[la kur dy rwa péto] (loc. adv. ROY.)
Nul roi ou même roitelet, nul dictateur qu’il soit mal ou bien éclairé, nul président normal ou excité, nul responsable des trombones-agrafes-photocopieuse, nul chefaillon en charge de la clef des douches ne vous dira que diriger est chose aisée. Chacun d’eux sait toute la difficulté de l’ordre, de l’écoute des troupes et de leur juste châtiment si besoin est.
Il est cependant un monarque de légende qui vécut en expression sans qu’on soit sûr qu’il existât vraiment, dont on peut dire qu’il ne régna que sur un vaste foutoir : celui de la cour du roi Pétaud. Votre humble serviteur eut l’immense honneur d’y être admis à plusieurs reprises, notamment dans sa plus tendre enfance alors que Monsieur l’instituteur devait nous abandonner quelques minutes pour régler de menus problèmes que sa double casquette d’enseignant et de directeur d’école lui imposait. C’est lorsqu’il revenait dans sa classe devenue notre royaume que nous entendions qu’il était celui de la cour du roi Pétaud.
Ça nous faisait marrer ce souverain nouveau qui n’était pas dans la frise des rois de France collée au dessus du tableau mais qui valait dans son appellation les Louis le Gros, Childebert (je vous laisse imaginer pourquoi), Dagobert bien entendu, et autres Capétiens, Carolingiens, Valois ou Bourbons aux surnoms imagés. Selon notre intuition historienne d’alors, la cour du roi Pétaud devait être un endroit agréable à vivre puisqu’on pouvait y monter sur les chaises, faire des avions en papier, tirer du riz dans des sarbacanes de stylo Bic, et tirer les couettes des filles. Nous n’avions qu’à moitié tort.

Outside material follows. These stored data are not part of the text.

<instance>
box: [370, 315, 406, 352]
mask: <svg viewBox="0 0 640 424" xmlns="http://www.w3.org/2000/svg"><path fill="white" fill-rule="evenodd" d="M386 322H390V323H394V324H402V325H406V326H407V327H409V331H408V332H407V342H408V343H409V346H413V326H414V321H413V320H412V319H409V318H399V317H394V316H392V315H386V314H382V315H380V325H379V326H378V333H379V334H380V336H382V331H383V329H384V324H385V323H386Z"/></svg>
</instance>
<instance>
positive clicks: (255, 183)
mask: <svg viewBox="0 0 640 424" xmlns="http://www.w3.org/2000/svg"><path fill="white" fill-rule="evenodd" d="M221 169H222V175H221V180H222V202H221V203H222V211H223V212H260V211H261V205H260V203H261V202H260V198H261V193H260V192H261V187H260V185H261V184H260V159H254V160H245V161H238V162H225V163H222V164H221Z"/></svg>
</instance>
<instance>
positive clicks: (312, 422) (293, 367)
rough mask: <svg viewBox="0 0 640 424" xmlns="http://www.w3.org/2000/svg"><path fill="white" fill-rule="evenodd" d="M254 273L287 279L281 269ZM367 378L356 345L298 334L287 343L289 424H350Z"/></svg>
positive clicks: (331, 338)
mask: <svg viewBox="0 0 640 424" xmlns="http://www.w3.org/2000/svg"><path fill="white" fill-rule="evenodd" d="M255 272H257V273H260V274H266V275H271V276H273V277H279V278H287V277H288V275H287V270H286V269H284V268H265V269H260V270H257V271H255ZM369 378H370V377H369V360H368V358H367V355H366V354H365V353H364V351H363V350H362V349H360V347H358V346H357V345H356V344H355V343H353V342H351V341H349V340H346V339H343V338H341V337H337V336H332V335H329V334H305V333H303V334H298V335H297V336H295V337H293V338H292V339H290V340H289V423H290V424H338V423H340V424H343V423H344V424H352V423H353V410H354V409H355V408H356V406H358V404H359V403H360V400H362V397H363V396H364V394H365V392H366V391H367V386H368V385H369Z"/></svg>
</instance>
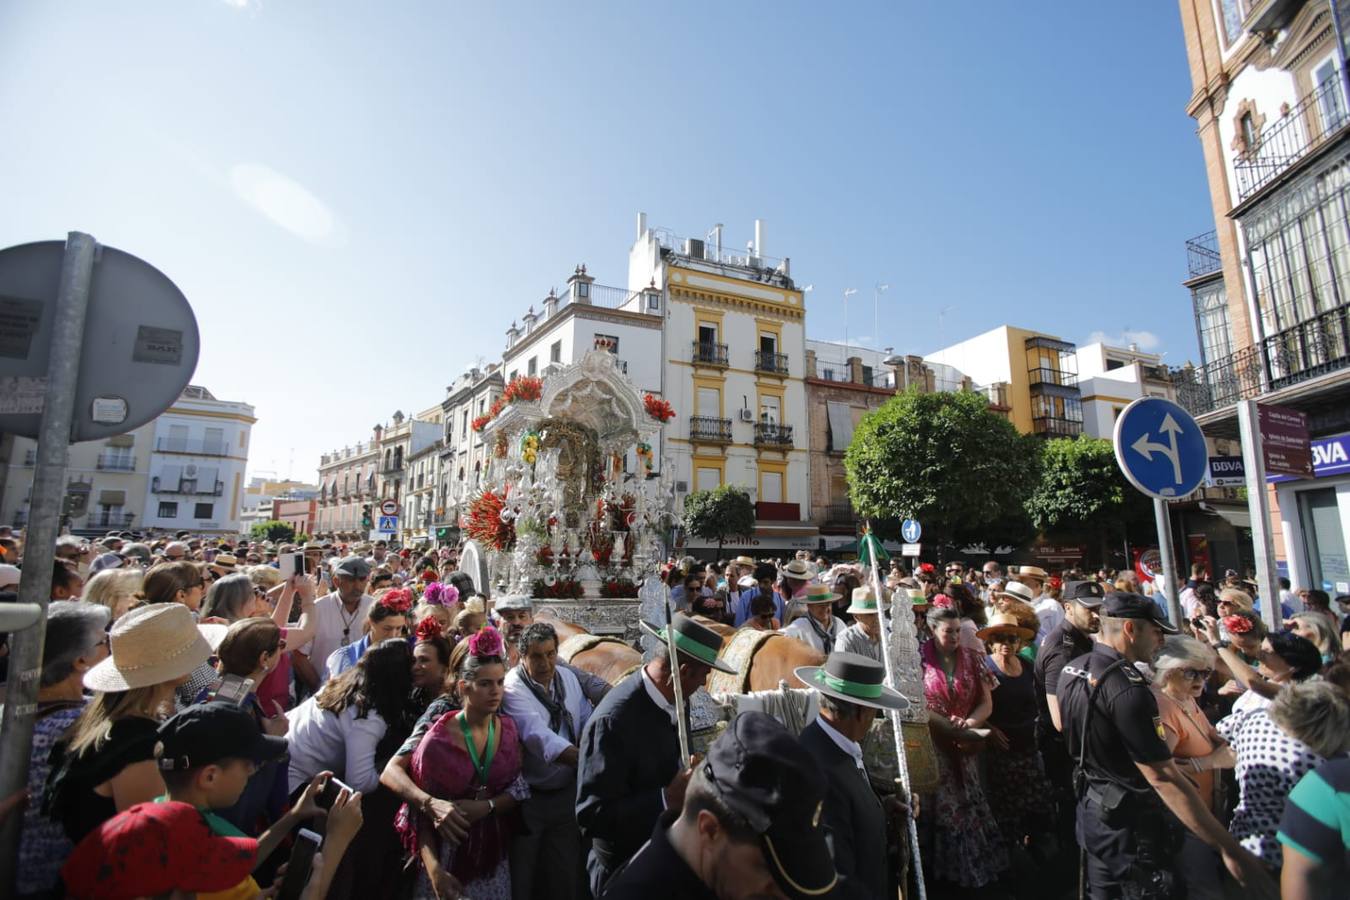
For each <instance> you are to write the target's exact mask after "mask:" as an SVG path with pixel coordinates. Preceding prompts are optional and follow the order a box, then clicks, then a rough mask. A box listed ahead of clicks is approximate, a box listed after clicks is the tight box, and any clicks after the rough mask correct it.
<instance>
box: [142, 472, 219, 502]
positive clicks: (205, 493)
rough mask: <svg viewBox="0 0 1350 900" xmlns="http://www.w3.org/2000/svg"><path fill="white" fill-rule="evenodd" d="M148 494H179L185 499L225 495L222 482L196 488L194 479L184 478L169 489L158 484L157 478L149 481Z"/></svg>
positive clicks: (204, 484) (209, 484) (191, 478)
mask: <svg viewBox="0 0 1350 900" xmlns="http://www.w3.org/2000/svg"><path fill="white" fill-rule="evenodd" d="M150 493H151V494H181V495H185V497H220V495H221V494H224V493H225V483H224V482H215V483H213V484H204V486H200V487H198V486H197V482H196V479H192V478H185V479H182V480H181V482H178V483H177V484H173V486H171V487H170V486H167V484H163V486H162V484H161V483H159V476H158V475H157V476H155V478H153V479H150Z"/></svg>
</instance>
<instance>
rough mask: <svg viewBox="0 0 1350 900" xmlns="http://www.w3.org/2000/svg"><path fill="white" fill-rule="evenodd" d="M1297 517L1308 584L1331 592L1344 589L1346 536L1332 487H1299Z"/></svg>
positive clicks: (1348, 573) (1345, 577)
mask: <svg viewBox="0 0 1350 900" xmlns="http://www.w3.org/2000/svg"><path fill="white" fill-rule="evenodd" d="M1299 518H1300V519H1301V525H1303V538H1304V540H1303V544H1304V548H1305V553H1307V563H1308V584H1307V586H1304V587H1318V588H1322V590H1323V591H1327V592H1330V594H1342V592H1345V591H1346V590H1347V588H1346V583H1347V582H1350V565H1347V560H1346V538H1345V532H1342V529H1341V510H1339V507H1338V506H1336V491H1335V488H1334V487H1323V488H1318V490H1312V491H1299Z"/></svg>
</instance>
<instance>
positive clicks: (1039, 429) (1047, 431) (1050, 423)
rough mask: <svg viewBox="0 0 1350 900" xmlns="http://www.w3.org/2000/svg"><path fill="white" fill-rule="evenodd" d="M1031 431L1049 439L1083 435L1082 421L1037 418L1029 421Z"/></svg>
mask: <svg viewBox="0 0 1350 900" xmlns="http://www.w3.org/2000/svg"><path fill="white" fill-rule="evenodd" d="M1031 430H1033V432H1035V433H1037V434H1049V436H1050V437H1076V436H1077V434H1081V433H1083V420H1077V418H1060V417H1058V416H1037V417H1034V418H1033V420H1031Z"/></svg>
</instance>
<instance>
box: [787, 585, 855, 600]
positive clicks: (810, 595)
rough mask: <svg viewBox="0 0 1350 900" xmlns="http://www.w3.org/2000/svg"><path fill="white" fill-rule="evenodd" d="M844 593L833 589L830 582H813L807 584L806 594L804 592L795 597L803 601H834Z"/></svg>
mask: <svg viewBox="0 0 1350 900" xmlns="http://www.w3.org/2000/svg"><path fill="white" fill-rule="evenodd" d="M842 596H844V595H842V594H836V592H834V591H832V590H830V586H829V584H821V583H819V582H811V583H810V584H807V586H806V594H802V596H799V598H795V599H798V600H801V602H802V603H833V602H834V600H838V599H842Z"/></svg>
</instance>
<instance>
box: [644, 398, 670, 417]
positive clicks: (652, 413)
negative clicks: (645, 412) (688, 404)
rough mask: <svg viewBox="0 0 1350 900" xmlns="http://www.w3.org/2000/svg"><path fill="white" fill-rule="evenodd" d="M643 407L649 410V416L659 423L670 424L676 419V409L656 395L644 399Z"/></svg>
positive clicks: (645, 408)
mask: <svg viewBox="0 0 1350 900" xmlns="http://www.w3.org/2000/svg"><path fill="white" fill-rule="evenodd" d="M643 406H644V407H645V409H647V414H648V416H651V417H652V418H655V420H656V421H657V422H668V421H671V420H672V418H675V407H674V406H671V405H670V403H668V402H667V401H664V399H661V398H660V397H657V395H656V394H647V395H645V397H643Z"/></svg>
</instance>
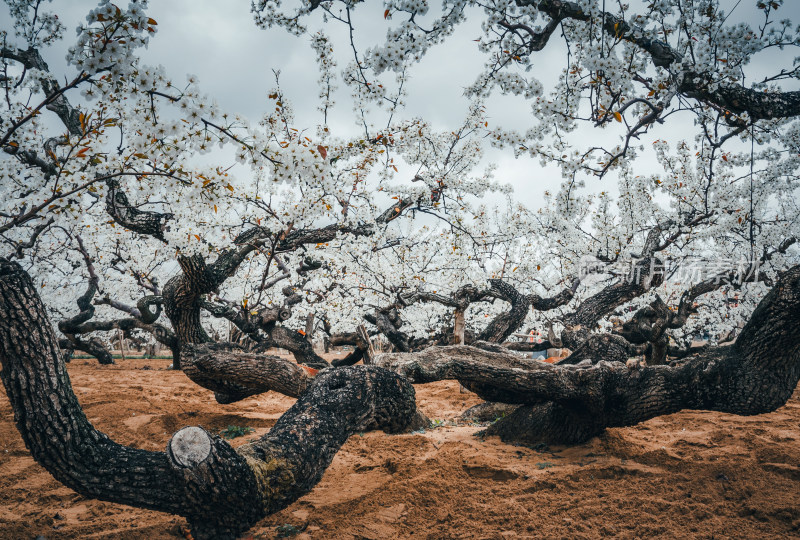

Si la cour du roi Pétaud est bien un lieu d’absolu n’importe quoi et de binz total, son origine demeure floue, les latinistes voulant absolument y lire du peto (je demande), comme si un roi qui demande perdait alors autorité, les lettrés tractionnant pour que la référence soit celle du roy Petault cité dans un ouvrage de Rabelais dont je ne vous ferai pas croire que je l’ai lu. Peu importe, dans tous les cas la cour du roi Pétaud c’est le barnum, le chambard, le pastis, la pagaille, le bordel, le tohu-bohu et bien évidemment la pétaudière.
Après l’abandon des dernières communautés du Larzac à la fin des années 70 par des révolutionnaires bien heureux de pouvoir rentrer au chaud à Paris, l’idée même du fouillis spontané disparaît entrainant avec elle la cour du roi Pétaud. Et ce ne sont pas quelques modernes révoltes organisées comme des campagnes militaires qui pourront la faire revenir. La cour du roi Pétaud est surannée et bien surannée.
Gardarem lo Larzac qu’ils disaient… Les rigolos, ils n’arrivent pas à la hauteur de mes camarades de la communale.